Dr Chatzis says most patients can return to full-time work within a week, although they do have to wear a special vest for a short period and will suffer from bruising in the chest area.
While breast reduction is an increasingly popular procedure for Irish men, the number one surgical procedure is still rhinoplasty.
Dublin-based Dr Kambiz Golchin is a leading consultant ENT & facial plastic surgeon, specialising in "everything from the neck up".
'Many of my male patients are looking to correct sports injuries," he says.
"Irish men are becoming much more open to the idea of cosmetic surgery and I don't think it is really about vanity.
"In many cases, they may be competing for jobs and many studies have shown if two people have the same experience and the same CVs, employers will usually choose the person who is more physically attractive.
"People tend to associate good, healthy looks with success, with ability or vitality.
"Also, I think it is more usual now for Irish people who have divorced in middle age to go back on the dating scene and live very active social lives and I think that is a factor for men."
Dr Golchin, who heads the About Face Clinic in Dublin, says there are many options for men, including non-surgical procedures such as botox, wrinkle-fillers and skin-peels, that can make a big difference to appearance.
Aileen McDonnell, clinic manager for the River Group, says they do notice differences between their male and female clients. "Men tend to do all of their research on the internet, by themselves, before they come to us," she says.
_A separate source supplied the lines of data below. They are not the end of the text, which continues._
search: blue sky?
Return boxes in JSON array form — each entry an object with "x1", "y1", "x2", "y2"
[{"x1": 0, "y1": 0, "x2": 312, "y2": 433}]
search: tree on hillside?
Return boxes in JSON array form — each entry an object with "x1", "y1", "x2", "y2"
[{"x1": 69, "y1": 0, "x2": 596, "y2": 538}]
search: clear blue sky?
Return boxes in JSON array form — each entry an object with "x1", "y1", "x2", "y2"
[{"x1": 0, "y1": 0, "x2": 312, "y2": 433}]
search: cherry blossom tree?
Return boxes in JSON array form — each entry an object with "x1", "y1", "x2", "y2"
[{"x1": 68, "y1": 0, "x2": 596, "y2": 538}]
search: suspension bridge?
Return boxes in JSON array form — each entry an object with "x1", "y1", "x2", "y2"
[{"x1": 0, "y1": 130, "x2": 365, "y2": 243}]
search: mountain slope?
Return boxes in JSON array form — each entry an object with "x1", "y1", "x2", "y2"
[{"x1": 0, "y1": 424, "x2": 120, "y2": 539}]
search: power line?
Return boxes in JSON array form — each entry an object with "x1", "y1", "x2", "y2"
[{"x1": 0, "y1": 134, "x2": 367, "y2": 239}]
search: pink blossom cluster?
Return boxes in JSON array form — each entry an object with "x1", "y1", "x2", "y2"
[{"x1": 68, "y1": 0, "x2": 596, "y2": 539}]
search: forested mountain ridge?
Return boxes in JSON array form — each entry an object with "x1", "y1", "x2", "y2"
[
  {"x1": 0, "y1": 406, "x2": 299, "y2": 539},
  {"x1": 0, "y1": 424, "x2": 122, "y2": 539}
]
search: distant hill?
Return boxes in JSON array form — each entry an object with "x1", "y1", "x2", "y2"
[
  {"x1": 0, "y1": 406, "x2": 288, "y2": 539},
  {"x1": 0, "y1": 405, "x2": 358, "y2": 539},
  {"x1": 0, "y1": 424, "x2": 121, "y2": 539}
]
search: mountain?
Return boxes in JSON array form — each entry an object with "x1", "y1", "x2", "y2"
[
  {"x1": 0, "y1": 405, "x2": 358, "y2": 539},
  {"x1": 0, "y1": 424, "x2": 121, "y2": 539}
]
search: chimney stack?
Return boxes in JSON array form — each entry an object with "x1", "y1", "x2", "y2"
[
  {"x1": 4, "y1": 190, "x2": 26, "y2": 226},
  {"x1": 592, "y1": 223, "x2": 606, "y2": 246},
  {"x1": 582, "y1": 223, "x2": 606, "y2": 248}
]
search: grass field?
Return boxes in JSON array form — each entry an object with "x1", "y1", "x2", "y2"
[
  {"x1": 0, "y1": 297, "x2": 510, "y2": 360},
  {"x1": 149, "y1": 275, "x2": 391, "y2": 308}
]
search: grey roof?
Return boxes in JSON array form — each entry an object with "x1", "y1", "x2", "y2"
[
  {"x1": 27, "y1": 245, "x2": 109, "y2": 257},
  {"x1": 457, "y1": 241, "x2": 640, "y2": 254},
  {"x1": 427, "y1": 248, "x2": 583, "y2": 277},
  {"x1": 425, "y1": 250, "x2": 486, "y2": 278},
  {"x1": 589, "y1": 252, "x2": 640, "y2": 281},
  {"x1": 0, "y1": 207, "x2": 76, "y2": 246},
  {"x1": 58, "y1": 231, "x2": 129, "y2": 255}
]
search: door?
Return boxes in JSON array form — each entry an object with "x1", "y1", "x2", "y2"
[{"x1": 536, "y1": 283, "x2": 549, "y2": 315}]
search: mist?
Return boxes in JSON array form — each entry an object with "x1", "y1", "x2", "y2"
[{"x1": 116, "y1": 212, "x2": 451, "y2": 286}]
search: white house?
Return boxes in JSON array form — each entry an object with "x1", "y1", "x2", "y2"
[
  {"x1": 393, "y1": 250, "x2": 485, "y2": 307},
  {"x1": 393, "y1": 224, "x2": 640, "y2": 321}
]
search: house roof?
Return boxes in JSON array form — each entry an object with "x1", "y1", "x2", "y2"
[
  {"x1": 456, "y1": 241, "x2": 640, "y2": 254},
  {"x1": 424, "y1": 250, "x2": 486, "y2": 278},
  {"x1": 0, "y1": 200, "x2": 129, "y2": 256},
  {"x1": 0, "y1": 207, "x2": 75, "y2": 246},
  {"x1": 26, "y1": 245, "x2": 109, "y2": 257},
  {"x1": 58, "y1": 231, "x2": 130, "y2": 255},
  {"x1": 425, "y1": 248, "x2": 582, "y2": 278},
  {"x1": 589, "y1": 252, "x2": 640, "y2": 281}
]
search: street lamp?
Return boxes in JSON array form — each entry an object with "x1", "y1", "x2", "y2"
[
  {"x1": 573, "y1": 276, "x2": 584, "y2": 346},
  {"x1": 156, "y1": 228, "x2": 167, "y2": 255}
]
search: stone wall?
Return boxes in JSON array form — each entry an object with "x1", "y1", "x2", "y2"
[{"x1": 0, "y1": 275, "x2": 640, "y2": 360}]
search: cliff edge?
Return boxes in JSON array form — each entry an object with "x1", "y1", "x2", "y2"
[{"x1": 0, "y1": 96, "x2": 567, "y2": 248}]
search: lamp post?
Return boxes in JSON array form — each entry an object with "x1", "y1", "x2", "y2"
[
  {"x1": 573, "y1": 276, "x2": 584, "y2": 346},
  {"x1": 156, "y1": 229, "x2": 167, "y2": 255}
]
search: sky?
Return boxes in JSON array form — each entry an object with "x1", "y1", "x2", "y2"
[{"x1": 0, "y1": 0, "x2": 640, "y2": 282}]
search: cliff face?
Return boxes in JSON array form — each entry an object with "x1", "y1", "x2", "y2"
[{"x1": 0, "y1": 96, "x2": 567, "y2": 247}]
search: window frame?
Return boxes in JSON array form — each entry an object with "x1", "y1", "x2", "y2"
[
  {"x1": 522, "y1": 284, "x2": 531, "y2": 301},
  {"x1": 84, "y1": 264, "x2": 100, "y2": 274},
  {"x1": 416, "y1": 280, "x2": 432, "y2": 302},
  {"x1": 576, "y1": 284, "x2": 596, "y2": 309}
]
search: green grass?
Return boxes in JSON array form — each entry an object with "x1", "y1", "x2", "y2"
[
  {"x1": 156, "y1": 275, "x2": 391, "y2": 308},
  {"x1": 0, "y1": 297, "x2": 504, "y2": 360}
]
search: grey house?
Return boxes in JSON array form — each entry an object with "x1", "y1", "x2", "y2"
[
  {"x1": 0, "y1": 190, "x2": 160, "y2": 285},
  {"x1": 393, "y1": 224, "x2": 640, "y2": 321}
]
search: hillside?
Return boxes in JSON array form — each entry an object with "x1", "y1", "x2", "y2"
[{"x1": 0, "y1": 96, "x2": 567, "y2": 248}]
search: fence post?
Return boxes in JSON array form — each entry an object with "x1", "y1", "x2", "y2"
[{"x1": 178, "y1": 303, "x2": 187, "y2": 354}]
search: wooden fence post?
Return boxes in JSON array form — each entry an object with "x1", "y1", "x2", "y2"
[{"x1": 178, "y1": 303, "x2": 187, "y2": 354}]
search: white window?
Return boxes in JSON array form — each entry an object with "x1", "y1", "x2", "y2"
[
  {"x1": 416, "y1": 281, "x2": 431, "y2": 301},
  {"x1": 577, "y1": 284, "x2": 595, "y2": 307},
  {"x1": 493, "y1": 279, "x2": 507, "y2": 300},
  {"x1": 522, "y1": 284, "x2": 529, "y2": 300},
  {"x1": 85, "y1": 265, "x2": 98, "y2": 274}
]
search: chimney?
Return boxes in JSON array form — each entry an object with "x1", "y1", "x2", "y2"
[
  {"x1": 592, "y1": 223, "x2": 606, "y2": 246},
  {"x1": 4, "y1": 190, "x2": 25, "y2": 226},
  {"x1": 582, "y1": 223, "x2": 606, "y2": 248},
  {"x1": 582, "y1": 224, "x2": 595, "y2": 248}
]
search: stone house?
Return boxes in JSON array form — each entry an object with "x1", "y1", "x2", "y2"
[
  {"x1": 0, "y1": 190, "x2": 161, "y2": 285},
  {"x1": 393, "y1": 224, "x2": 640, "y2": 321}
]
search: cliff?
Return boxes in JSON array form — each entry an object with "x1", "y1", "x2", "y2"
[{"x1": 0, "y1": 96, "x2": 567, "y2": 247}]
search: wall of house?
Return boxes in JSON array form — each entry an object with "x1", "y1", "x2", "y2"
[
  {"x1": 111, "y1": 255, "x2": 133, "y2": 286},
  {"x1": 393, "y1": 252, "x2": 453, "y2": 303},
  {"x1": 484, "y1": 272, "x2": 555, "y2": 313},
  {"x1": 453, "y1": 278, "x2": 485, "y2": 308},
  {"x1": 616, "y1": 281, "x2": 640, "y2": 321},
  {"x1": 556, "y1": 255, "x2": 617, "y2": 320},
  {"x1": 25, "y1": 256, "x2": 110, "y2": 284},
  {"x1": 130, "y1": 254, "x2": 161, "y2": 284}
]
"They don't talk about the procedures with their friends and they tend to be very anxious about keeping it as private as possible, whereas women tend to be much more open and to talk to friends and colleagues. But it is definitely less of a taboo subject for Irish men now."
Cosmetic surgery is also becoming more affordable: ear correction surgery starts at around €4,000; rhinoplasty at €6,000; and breast reduction surgery also starts at €6,000.
However, Ms McDonnell stresses prospective cosmetic surgery patients should take care in choosing their surgeon.
"Make sure you have a consultant plastic surgeon who is on the specialist register and ensure you are having the procedure in a fully equipped private general hospital," she says.